Filtering ligands for novelty
Written by Chase Webb 09-01-2018
After a large scale docking campaign, it is important to remove prospective ligands that are too similar to compounds that are already known to modulate the receptor. In this way, we can focus on assessing new chemical interactions. This is best completed after clustering has been conducted as specified here:Processing Results from LSD
This process proceeds in the following steps:
Make a new directory to do similarity filtering.
Make a symbolic link to the location where clustering occurred.
1. Generate a list of smiles for the known compounds. The most simple way to do this is to download them from ZINC. For the Mu opioid receptor (OPRM1) for instance, go here: ZINC15 Genes
2. Generate Fingerprints for the known compounds. Run the following script written by TEB and JKL. The inputs are name of the knowns file and the name of the output fingerprint file.

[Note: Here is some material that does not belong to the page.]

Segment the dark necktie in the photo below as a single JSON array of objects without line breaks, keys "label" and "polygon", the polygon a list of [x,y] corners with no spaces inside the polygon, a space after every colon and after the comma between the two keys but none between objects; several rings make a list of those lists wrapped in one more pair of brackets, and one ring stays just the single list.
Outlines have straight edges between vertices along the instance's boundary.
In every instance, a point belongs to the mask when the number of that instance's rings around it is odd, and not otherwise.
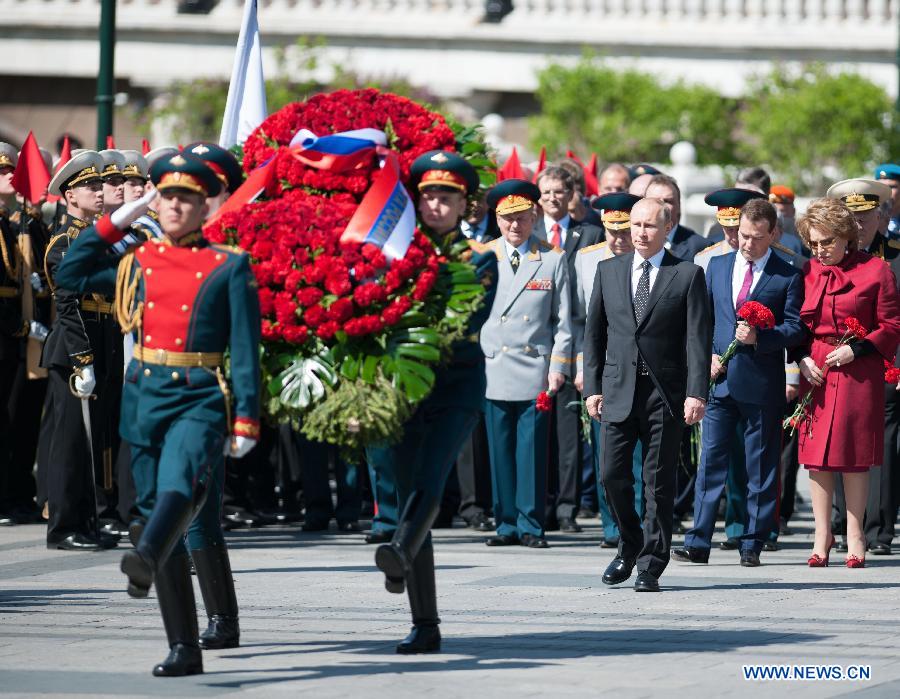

python ~jklyu/zzz.github/ChemInfTools/utils/teb_chemaxon_cheminf_tools/generate_chemaxon_fingerprints.py knowns_list.smi knowns
3. Convert the fingerprints from binary to unsigned integers. Run the following script written by TEB and JKL. The inputs are the bitstrings generated from the above script, the smiles file used to generate the above script, and the prefix of the output file. You will need to do this for the knowns and the clusterheads that were calculated in the previous tutorial: Processing Results from LSD
~jklyu/zzz.github/ChemInfTools/utils/convert_fp_2_fp_in_16unit/convert_fp_2_fp_in_uint16 knowns.fp knowns_list.smi knowns ~jklyu/zzz.github/ChemInfTools/utils/convert_fp_2_fp_in_16unit/convert_fp_2_fp_in_uint16 extract_all.topN.sort.uniq.fp extract_all.topN.zincid.sort.uniq.smi topN_clusterhead
4. Calculate an all by all TC matrix for the knowns against the clusterheads. Run the following script written by TEB and JKL:
nohup ~jklyu/zzz.github/ChemInfTools/utils/cal_Tc_matrix_uint16/cal_Tc_matrix_uint16 topN_clusterhead_uint16.fp extract_all.topN.zincid.sort.uniq.smi topN_clusterhead_uint16.count knowns_uint16.fp knowns_list.smi knowns_uint16.count tc_matrix > log &
The arguments supplied to this script are as follows:
(1) topN_clusterhead_uint16.fp (2) extract_all.topN.zincid.sort.uniq.smi (3) topN_clusterhead_uint16.count (4) knowns_uint16.fp (5) knowns_list.smi (6) knowns_uint16.count (7) prefix for output file
To view the progress of this script, use the command ps -fu or ls -l the directory where the script is running and check for the log file.